Where have ad exchanges gone wrong?

By Simon Haynes

June 27, 2013 | 5 min read

The exchange space is absurd.

Disagree? Okay, open another browser and visit beyondjane.com. Now… wait for about 60 pixels and cookies to load onto your computer. Why on earth would a site, ostensibly about women’s lifestyle, need to drop 60 cookies onto your browser just for visiting its homepage? As someone who’s been in this space a while, I could perhaps explain the existence of 25 or 30 or those, which doesn’t make it any more acceptable. But the point is to show how far astray we’ve gone during the ad exchange business’s first five years.

We get so involved in all of the data, tech, and great ideas that have sprung up in this space, that sometimes we forget about the concept that started it all. Exchange. That word - or the spirit of that word - is what got me so genuinely excited about this space all those years ago. I’d come from the contractually encumbered agency world, rife with subjectivity and schmooze. Like many, I found the advent of a truly open-market exchange refreshing. I could get information about every single impression I bought and, even better, that I could name my price. The Exchange isn’t just a marketplace; it’s the fundamental ideas that have predicated most of the great tech, data, analytics, and strategy behind that marketplace. It’s all based on the concept of a free, open, data-rich exchange that’s mutually beneficial to buyers and sellers. That foundation has become cracked.

When I started, I found much of the original promise of The Exchange to be true. But, as with many positive concepts, we - in this very cluttered space - have managed to mess it up. I could talk about overwrought data harvesting, how advertisers are being taken for a ride along the attribution path and how the freedom of buying has actually resulted in less knowledge of where an ad is running. Instead of doing that, I’ll ask a rare question: where have exchanges gone wrong?

Exchanges have not fulfilled that original vision, one of an open, transparent, and fair ad commerce environment. The exchange space isn’t fair. I use this word in the way you might describe a rugby game as fair. There is at least a basic assumption that all are held to equal and transparently understood rules and circumstances, so that those with the advantages of nature, intelligence, or preparation have an opportunity to prevail. That’s not the case with exchanges. Sellers are given unilateral transparency and tools to optimize yield and make money, while buyers don’t benefit from those advantages. There are nuanced technical and economic disparities, as well -- including the very nature of how some exchange tags operate within a publisher’s page code -- but these merit separate discussion. I should mention here that I’m not condemning all exchanges, because they’re not all the same in this respect; some are closer to equitable than others. I am, however, saying that much of the correction can and should come from the role The Exchange plays these days.

To date, the ecosystem has been built to support the onboarding of publishers, some of whom have direct and immediate financial incentive to act badly, hire click bots, falsify traffic, dishonorably harvest data, and contribute to the encroachment of “false” advertising. (I use that word, in quotes, because the one I’d really like to use would be censored).

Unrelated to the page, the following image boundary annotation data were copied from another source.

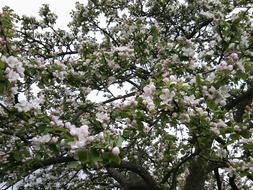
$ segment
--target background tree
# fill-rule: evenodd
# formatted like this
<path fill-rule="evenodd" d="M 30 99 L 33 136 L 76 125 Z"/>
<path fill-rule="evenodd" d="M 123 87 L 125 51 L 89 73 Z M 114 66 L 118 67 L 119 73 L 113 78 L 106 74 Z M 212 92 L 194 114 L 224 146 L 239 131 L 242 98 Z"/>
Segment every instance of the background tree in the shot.
<path fill-rule="evenodd" d="M 68 31 L 5 7 L 1 188 L 250 189 L 252 6 L 89 0 Z"/>

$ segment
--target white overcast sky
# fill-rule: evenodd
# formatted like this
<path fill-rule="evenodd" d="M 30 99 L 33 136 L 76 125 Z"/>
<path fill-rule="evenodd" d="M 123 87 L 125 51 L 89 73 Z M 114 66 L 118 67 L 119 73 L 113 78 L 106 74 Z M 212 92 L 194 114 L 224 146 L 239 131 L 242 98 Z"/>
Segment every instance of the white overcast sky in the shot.
<path fill-rule="evenodd" d="M 0 9 L 4 6 L 11 7 L 19 15 L 38 16 L 39 8 L 42 4 L 49 4 L 50 9 L 57 14 L 57 26 L 66 28 L 70 21 L 70 12 L 75 8 L 78 0 L 0 0 Z M 79 0 L 86 4 L 86 0 Z"/>

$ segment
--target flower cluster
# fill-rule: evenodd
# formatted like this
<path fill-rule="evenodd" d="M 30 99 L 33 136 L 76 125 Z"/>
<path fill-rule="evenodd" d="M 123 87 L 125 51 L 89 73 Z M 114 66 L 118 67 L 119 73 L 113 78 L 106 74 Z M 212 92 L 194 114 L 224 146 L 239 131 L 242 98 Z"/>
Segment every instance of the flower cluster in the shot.
<path fill-rule="evenodd" d="M 10 56 L 1 58 L 1 61 L 7 64 L 5 70 L 6 77 L 10 82 L 17 82 L 20 78 L 24 77 L 23 63 L 20 62 L 16 57 Z"/>
<path fill-rule="evenodd" d="M 15 105 L 15 108 L 19 112 L 28 112 L 33 109 L 38 109 L 40 105 L 44 102 L 44 99 L 42 97 L 32 100 L 21 100 L 19 103 Z"/>

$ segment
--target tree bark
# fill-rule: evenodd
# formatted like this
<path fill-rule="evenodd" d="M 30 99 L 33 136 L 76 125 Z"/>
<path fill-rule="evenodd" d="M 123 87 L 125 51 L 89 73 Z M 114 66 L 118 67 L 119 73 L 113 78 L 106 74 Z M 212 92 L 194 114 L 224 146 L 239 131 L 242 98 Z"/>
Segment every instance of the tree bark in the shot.
<path fill-rule="evenodd" d="M 190 173 L 186 178 L 184 190 L 204 190 L 207 179 L 207 163 L 203 158 L 196 158 L 190 163 Z"/>

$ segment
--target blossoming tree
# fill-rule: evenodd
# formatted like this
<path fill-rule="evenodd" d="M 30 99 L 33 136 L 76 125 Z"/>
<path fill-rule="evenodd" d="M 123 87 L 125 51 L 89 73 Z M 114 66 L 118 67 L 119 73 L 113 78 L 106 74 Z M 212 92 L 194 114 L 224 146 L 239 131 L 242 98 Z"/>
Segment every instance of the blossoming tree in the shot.
<path fill-rule="evenodd" d="M 250 189 L 250 2 L 89 0 L 67 31 L 5 7 L 0 188 Z"/>

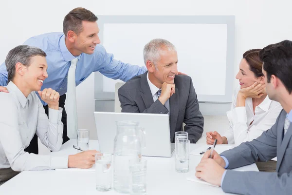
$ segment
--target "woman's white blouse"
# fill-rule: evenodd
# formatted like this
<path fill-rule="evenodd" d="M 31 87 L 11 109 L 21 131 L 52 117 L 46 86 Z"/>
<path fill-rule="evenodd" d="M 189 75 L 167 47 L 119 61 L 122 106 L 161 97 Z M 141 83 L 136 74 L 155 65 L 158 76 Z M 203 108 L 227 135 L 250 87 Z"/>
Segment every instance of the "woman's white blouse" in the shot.
<path fill-rule="evenodd" d="M 271 100 L 268 96 L 256 107 L 255 114 L 253 100 L 250 98 L 246 99 L 245 107 L 236 108 L 237 96 L 240 89 L 239 87 L 233 94 L 231 110 L 227 112 L 230 127 L 223 135 L 227 138 L 228 144 L 237 145 L 251 141 L 270 129 L 282 109 L 279 102 Z"/>
<path fill-rule="evenodd" d="M 35 133 L 50 150 L 62 145 L 62 109 L 49 109 L 49 119 L 35 92 L 27 98 L 10 81 L 9 93 L 0 92 L 0 169 L 15 171 L 68 167 L 68 156 L 52 156 L 25 152 Z"/>

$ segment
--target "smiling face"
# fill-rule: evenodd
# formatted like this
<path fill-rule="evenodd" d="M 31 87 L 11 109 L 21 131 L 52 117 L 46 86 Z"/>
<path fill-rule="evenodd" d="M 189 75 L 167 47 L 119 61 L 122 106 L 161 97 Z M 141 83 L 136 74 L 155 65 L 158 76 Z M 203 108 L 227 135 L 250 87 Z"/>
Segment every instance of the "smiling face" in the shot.
<path fill-rule="evenodd" d="M 100 43 L 99 32 L 99 28 L 96 22 L 82 21 L 82 30 L 78 35 L 75 35 L 74 43 L 74 48 L 79 55 L 82 53 L 93 53 L 96 45 Z"/>
<path fill-rule="evenodd" d="M 248 87 L 255 83 L 258 82 L 263 84 L 262 78 L 256 78 L 255 73 L 250 69 L 250 66 L 244 58 L 241 59 L 239 64 L 239 71 L 236 77 L 239 80 L 240 89 Z"/>
<path fill-rule="evenodd" d="M 36 56 L 31 58 L 31 64 L 22 67 L 22 80 L 31 91 L 40 90 L 43 81 L 48 78 L 48 65 L 45 57 Z"/>
<path fill-rule="evenodd" d="M 174 77 L 178 73 L 178 54 L 176 51 L 162 49 L 160 51 L 160 58 L 155 63 L 156 68 L 148 70 L 153 74 L 155 85 L 161 86 L 164 82 L 173 84 Z M 155 84 L 155 83 L 156 84 Z"/>

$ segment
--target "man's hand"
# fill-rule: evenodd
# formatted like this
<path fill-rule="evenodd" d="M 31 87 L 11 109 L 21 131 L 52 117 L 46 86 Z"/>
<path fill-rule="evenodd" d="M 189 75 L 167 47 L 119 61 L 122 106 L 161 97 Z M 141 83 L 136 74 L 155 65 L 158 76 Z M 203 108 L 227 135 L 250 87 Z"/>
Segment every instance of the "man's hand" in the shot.
<path fill-rule="evenodd" d="M 266 85 L 255 82 L 248 87 L 241 89 L 238 96 L 246 99 L 247 98 L 260 98 L 265 93 Z"/>
<path fill-rule="evenodd" d="M 196 167 L 196 176 L 213 185 L 221 186 L 222 176 L 225 169 L 214 159 L 202 160 Z"/>
<path fill-rule="evenodd" d="M 217 131 L 207 132 L 207 144 L 213 145 L 215 139 L 217 139 L 217 144 L 227 144 L 227 138 L 225 136 L 221 136 Z"/>
<path fill-rule="evenodd" d="M 164 105 L 167 99 L 174 93 L 175 93 L 175 85 L 164 82 L 161 87 L 161 95 L 158 99 L 163 105 Z"/>
<path fill-rule="evenodd" d="M 49 107 L 54 110 L 59 109 L 60 95 L 51 88 L 44 89 L 37 92 L 41 99 L 48 104 Z"/>
<path fill-rule="evenodd" d="M 187 75 L 186 74 L 182 73 L 181 72 L 178 72 L 177 75 Z"/>
<path fill-rule="evenodd" d="M 95 163 L 95 154 L 99 153 L 95 150 L 88 150 L 74 155 L 69 155 L 68 167 L 89 169 Z"/>
<path fill-rule="evenodd" d="M 201 162 L 204 160 L 206 160 L 210 157 L 210 155 L 211 154 L 211 150 L 209 150 L 207 152 L 204 154 L 203 157 L 201 159 Z M 218 163 L 221 167 L 224 168 L 226 166 L 226 163 L 225 160 L 222 157 L 220 156 L 217 153 L 216 150 L 213 151 L 213 153 L 212 154 L 212 158 L 217 163 Z"/>
<path fill-rule="evenodd" d="M 0 92 L 5 92 L 5 93 L 9 93 L 9 92 L 7 90 L 7 88 L 6 88 L 5 87 L 3 87 L 2 86 L 0 86 Z"/>

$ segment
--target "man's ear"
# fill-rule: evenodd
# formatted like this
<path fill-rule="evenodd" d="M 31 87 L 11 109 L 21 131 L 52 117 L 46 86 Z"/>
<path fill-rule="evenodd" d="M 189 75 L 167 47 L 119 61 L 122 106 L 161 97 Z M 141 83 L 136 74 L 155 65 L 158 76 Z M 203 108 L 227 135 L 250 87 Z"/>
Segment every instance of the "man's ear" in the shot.
<path fill-rule="evenodd" d="M 259 78 L 259 83 L 260 84 L 265 84 L 265 76 L 261 76 Z"/>
<path fill-rule="evenodd" d="M 155 65 L 151 61 L 147 60 L 146 62 L 146 68 L 148 70 L 148 72 L 149 73 L 153 73 L 155 70 Z"/>
<path fill-rule="evenodd" d="M 274 75 L 272 75 L 270 81 L 274 89 L 276 88 L 279 85 L 279 84 L 280 84 L 279 78 L 276 77 Z"/>
<path fill-rule="evenodd" d="M 76 38 L 77 35 L 74 32 L 74 31 L 70 30 L 67 33 L 66 38 L 69 41 L 71 42 L 74 42 Z"/>
<path fill-rule="evenodd" d="M 18 74 L 21 76 L 23 76 L 24 69 L 24 66 L 23 66 L 23 64 L 22 64 L 20 62 L 17 62 L 16 64 L 15 64 L 15 70 L 16 73 L 18 73 Z"/>

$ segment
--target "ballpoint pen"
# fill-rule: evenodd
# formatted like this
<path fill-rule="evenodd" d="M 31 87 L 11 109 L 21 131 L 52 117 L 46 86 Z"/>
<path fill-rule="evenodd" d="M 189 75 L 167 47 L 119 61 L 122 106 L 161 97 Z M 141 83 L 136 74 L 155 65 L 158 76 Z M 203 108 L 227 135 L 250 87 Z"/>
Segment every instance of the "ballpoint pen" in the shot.
<path fill-rule="evenodd" d="M 212 149 L 211 149 L 211 153 L 210 153 L 210 156 L 209 156 L 209 158 L 212 158 L 212 156 L 213 155 L 213 152 L 214 151 L 214 148 L 215 146 L 216 146 L 216 144 L 217 143 L 217 139 L 215 139 L 215 141 L 214 141 L 214 144 L 213 144 Z"/>
<path fill-rule="evenodd" d="M 207 151 L 208 151 L 209 150 L 210 150 L 210 149 L 211 149 L 211 146 L 210 146 L 210 147 L 209 147 L 209 148 L 207 148 L 207 149 L 206 149 L 206 150 L 205 150 L 204 151 L 202 151 L 202 152 L 200 152 L 200 155 L 202 155 L 202 154 L 204 154 L 204 153 L 205 153 L 206 152 L 207 152 Z"/>
<path fill-rule="evenodd" d="M 83 150 L 80 148 L 77 148 L 77 147 L 75 146 L 74 145 L 73 145 L 73 148 L 75 148 L 76 150 L 80 150 L 80 151 L 83 151 Z"/>

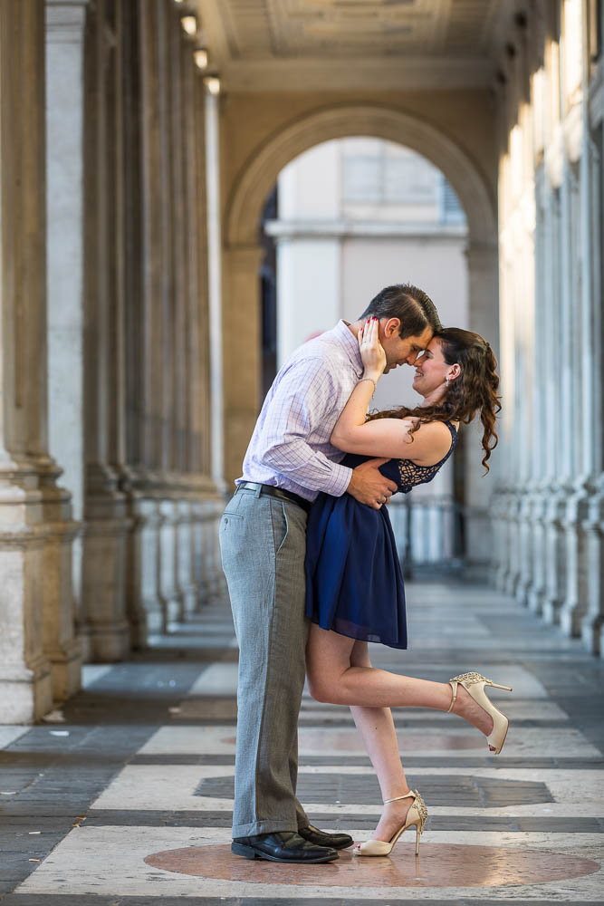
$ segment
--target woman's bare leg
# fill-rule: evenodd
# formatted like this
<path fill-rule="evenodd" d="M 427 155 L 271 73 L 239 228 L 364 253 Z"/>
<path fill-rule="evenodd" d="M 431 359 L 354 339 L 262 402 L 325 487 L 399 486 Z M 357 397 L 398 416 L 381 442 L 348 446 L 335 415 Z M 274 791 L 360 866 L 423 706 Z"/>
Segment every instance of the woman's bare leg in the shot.
<path fill-rule="evenodd" d="M 355 641 L 350 666 L 370 668 L 366 641 Z M 408 784 L 398 755 L 398 741 L 389 708 L 351 705 L 350 711 L 376 772 L 382 799 L 405 795 Z M 405 823 L 412 799 L 401 799 L 384 805 L 379 824 L 372 834 L 376 840 L 390 840 Z"/>
<path fill-rule="evenodd" d="M 433 708 L 448 710 L 451 687 L 416 677 L 398 676 L 374 667 L 356 666 L 350 654 L 354 641 L 312 623 L 306 648 L 306 671 L 311 695 L 317 701 L 369 708 Z M 493 719 L 465 689 L 458 687 L 454 713 L 485 736 Z"/>

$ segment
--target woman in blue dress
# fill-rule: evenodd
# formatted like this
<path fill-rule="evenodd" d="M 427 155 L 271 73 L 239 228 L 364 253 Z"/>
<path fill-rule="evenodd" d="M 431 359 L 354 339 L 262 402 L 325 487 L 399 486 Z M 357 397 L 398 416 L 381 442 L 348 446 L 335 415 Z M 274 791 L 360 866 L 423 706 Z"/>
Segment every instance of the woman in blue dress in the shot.
<path fill-rule="evenodd" d="M 451 456 L 460 422 L 468 424 L 479 415 L 483 465 L 488 470 L 501 408 L 497 362 L 488 342 L 470 331 L 443 330 L 415 363 L 413 387 L 423 397 L 421 404 L 368 419 L 386 365 L 379 332 L 379 322 L 373 318 L 359 333 L 363 377 L 331 435 L 331 443 L 347 454 L 343 464 L 355 467 L 382 458 L 380 471 L 398 491 L 407 493 L 430 481 Z M 474 672 L 438 683 L 371 666 L 368 641 L 407 648 L 405 589 L 385 506 L 373 509 L 347 494 L 319 496 L 307 526 L 306 612 L 312 621 L 311 694 L 319 701 L 350 706 L 384 799 L 374 836 L 354 852 L 388 854 L 403 831 L 415 827 L 417 853 L 427 810 L 417 791 L 408 788 L 390 707 L 453 711 L 481 730 L 489 750 L 498 754 L 508 719 L 484 693 L 485 686 L 498 684 Z"/>

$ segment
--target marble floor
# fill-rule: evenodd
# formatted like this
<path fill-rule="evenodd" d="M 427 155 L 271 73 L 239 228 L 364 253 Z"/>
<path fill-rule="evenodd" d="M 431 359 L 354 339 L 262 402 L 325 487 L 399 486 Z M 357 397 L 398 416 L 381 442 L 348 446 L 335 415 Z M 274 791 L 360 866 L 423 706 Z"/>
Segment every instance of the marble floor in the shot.
<path fill-rule="evenodd" d="M 128 663 L 91 665 L 53 722 L 0 728 L 0 900 L 7 906 L 604 903 L 604 662 L 510 598 L 407 586 L 410 648 L 376 666 L 475 670 L 511 727 L 503 753 L 458 718 L 395 709 L 429 818 L 390 857 L 327 865 L 230 852 L 238 651 L 228 606 Z M 379 789 L 347 708 L 305 695 L 299 795 L 312 822 L 371 834 Z"/>

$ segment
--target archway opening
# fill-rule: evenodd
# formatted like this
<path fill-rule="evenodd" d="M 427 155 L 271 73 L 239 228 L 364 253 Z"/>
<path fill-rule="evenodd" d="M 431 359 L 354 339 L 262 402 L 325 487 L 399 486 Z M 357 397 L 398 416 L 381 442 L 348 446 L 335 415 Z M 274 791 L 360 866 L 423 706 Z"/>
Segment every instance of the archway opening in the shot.
<path fill-rule="evenodd" d="M 498 346 L 498 260 L 495 174 L 475 159 L 472 149 L 429 119 L 402 109 L 368 103 L 343 103 L 310 110 L 258 141 L 227 189 L 224 220 L 223 312 L 232 323 L 244 320 L 246 330 L 225 336 L 223 397 L 225 474 L 234 479 L 254 430 L 263 400 L 260 342 L 261 294 L 258 279 L 263 249 L 258 225 L 263 206 L 279 173 L 316 145 L 342 137 L 379 138 L 423 155 L 445 174 L 467 220 L 467 298 L 473 330 Z M 275 337 L 276 354 L 276 337 Z M 233 370 L 230 361 L 236 361 Z M 466 575 L 484 579 L 493 547 L 489 498 L 496 464 L 487 477 L 480 465 L 477 430 L 465 432 L 465 449 L 455 454 L 463 496 L 464 561 Z"/>
<path fill-rule="evenodd" d="M 443 323 L 468 326 L 467 221 L 445 174 L 399 143 L 368 136 L 321 142 L 280 172 L 263 207 L 263 395 L 294 349 L 355 321 L 386 285 L 411 283 Z M 414 405 L 412 368 L 382 380 L 374 408 Z M 461 450 L 459 451 L 461 454 Z M 404 561 L 462 562 L 463 456 L 429 486 L 395 497 Z"/>

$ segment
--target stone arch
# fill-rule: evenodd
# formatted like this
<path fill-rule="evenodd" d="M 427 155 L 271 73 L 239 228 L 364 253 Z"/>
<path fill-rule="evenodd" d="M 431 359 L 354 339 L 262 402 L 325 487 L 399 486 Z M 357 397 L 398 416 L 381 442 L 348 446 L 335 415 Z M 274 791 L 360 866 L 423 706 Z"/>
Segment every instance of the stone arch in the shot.
<path fill-rule="evenodd" d="M 241 475 L 241 463 L 261 404 L 258 222 L 264 199 L 281 170 L 315 145 L 363 135 L 407 146 L 437 167 L 457 193 L 468 226 L 468 292 L 473 329 L 496 348 L 498 337 L 497 231 L 492 185 L 471 155 L 445 130 L 395 108 L 342 103 L 305 113 L 273 131 L 241 168 L 227 197 L 223 231 L 223 318 L 245 330 L 224 335 L 225 475 Z M 237 362 L 233 369 L 228 363 Z M 488 488 L 481 484 L 479 445 L 464 455 L 464 513 L 468 573 L 485 574 L 490 560 Z M 493 480 L 493 479 L 491 479 Z"/>
<path fill-rule="evenodd" d="M 406 145 L 431 161 L 455 188 L 467 217 L 470 240 L 496 243 L 494 203 L 477 164 L 444 131 L 417 116 L 377 104 L 344 104 L 308 113 L 268 138 L 248 160 L 227 205 L 227 246 L 257 241 L 262 205 L 283 167 L 331 139 L 364 135 Z"/>

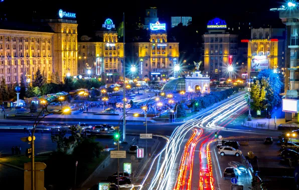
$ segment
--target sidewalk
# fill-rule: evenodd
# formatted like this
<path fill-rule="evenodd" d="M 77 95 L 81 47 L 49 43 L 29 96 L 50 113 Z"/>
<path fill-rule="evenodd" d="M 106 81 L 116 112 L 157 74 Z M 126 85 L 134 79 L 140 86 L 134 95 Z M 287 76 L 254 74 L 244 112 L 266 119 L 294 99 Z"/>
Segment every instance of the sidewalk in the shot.
<path fill-rule="evenodd" d="M 248 112 L 246 114 L 248 114 Z M 282 111 L 281 107 L 271 113 L 271 118 L 270 120 L 267 118 L 251 117 L 252 120 L 244 120 L 242 124 L 244 126 L 261 128 L 270 130 L 277 130 L 278 126 L 280 124 L 285 124 L 284 112 Z M 275 117 L 276 117 L 276 127 L 275 124 Z"/>

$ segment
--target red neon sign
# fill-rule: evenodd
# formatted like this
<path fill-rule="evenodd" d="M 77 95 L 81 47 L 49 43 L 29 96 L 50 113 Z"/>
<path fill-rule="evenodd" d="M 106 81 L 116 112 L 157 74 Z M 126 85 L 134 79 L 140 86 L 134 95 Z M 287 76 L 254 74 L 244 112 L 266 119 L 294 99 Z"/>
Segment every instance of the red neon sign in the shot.
<path fill-rule="evenodd" d="M 231 65 L 231 64 L 233 62 L 233 56 L 228 56 L 228 64 L 229 65 Z"/>

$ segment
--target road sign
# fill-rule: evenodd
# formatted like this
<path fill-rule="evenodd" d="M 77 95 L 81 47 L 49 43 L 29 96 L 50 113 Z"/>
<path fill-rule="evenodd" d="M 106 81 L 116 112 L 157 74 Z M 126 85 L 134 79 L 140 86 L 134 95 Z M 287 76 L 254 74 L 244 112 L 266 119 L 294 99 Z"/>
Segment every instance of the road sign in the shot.
<path fill-rule="evenodd" d="M 137 148 L 137 158 L 143 158 L 144 156 L 144 150 L 143 148 Z"/>
<path fill-rule="evenodd" d="M 153 134 L 140 134 L 140 138 L 153 138 Z"/>
<path fill-rule="evenodd" d="M 99 183 L 99 190 L 110 190 L 110 182 L 100 182 Z"/>
<path fill-rule="evenodd" d="M 111 150 L 110 152 L 110 158 L 125 158 L 125 150 Z"/>
<path fill-rule="evenodd" d="M 123 172 L 127 172 L 130 175 L 132 174 L 132 162 L 123 162 Z"/>
<path fill-rule="evenodd" d="M 243 190 L 243 186 L 239 184 L 232 184 L 230 186 L 231 190 Z"/>
<path fill-rule="evenodd" d="M 230 180 L 231 183 L 233 184 L 236 184 L 238 182 L 238 180 L 236 178 L 233 178 Z"/>

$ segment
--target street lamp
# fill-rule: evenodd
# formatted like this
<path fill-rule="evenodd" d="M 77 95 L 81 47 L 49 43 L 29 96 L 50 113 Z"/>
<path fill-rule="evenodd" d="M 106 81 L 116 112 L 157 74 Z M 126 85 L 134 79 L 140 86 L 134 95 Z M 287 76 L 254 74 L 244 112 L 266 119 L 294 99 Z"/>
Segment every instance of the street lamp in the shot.
<path fill-rule="evenodd" d="M 62 101 L 64 100 L 64 97 L 63 96 L 59 96 L 58 99 L 60 100 L 60 104 L 61 104 L 61 110 L 62 110 Z"/>

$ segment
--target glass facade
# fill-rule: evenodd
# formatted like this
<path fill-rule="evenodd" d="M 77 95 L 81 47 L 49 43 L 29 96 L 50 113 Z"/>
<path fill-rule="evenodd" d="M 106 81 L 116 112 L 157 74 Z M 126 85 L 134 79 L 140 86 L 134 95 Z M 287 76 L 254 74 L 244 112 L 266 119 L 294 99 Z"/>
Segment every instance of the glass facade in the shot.
<path fill-rule="evenodd" d="M 186 82 L 184 78 L 174 79 L 167 82 L 162 89 L 164 91 L 181 91 L 186 90 Z"/>

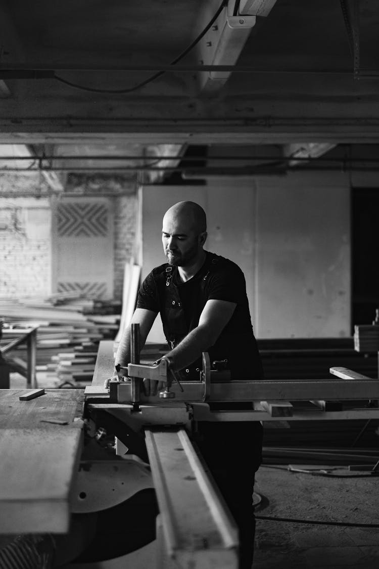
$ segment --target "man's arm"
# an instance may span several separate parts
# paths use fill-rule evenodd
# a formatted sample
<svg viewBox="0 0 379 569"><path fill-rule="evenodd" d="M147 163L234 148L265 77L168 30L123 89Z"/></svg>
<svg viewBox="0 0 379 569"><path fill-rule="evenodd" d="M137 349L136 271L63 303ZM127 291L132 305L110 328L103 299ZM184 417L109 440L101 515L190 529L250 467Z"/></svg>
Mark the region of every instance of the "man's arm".
<svg viewBox="0 0 379 569"><path fill-rule="evenodd" d="M208 300L200 315L198 325L176 348L166 354L170 362L170 369L174 372L182 369L213 346L231 318L236 306L236 303L227 300Z"/></svg>

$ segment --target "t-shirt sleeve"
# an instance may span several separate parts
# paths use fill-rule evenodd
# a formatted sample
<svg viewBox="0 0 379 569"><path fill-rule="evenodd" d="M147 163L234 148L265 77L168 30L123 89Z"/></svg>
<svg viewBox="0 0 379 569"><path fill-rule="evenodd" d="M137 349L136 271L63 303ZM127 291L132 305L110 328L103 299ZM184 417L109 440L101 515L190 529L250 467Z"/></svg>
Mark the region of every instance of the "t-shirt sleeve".
<svg viewBox="0 0 379 569"><path fill-rule="evenodd" d="M246 297L246 282L239 267L230 263L217 267L209 279L207 296L208 300L243 303Z"/></svg>
<svg viewBox="0 0 379 569"><path fill-rule="evenodd" d="M136 308L159 312L158 291L152 272L149 273L140 287Z"/></svg>

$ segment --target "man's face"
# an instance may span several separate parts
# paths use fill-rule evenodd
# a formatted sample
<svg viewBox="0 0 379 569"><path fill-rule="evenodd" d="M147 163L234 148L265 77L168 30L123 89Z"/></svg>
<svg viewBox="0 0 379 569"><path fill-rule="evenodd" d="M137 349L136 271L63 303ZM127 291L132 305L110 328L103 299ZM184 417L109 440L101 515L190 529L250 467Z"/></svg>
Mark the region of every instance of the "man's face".
<svg viewBox="0 0 379 569"><path fill-rule="evenodd" d="M177 267L191 265L201 249L190 220L175 216L163 218L162 243L169 265Z"/></svg>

We now face the danger of the inevitable reaction to such an imbalanced ecosystem -- that advertisers will become disgusted with this space and turn their backs.

Don’t get me wrong here. Onus falls on everyone: agencies, buying platforms, advertisers, pubs, SSPs. But the first big fix is for more exchanges to get back on board with this original idea (crazy as it seems) of a fair space, of an even playing field with no unnatural advantage for buyer or seller. When this happens, we’ll get back to the original vision, the original promise of this space.

Let me paint a picture of how that will look. Illegitimate publishers will no longer be compensated for phony traffic and clicks, more premium advertisers will test the exchange space and even see good results (dare I say to non-DR ends), and top-tier publishers will feel compelled to trade their best inventory and will get good prices for it. And one larger thing can happen, too: The tech that comes out of this healthier ecosystem will be truer, smarter, and far more advanced than that born from the dirtier structure.

Players on both sides need to shape up, but it’s The Exchange that needs to make the game a fair one.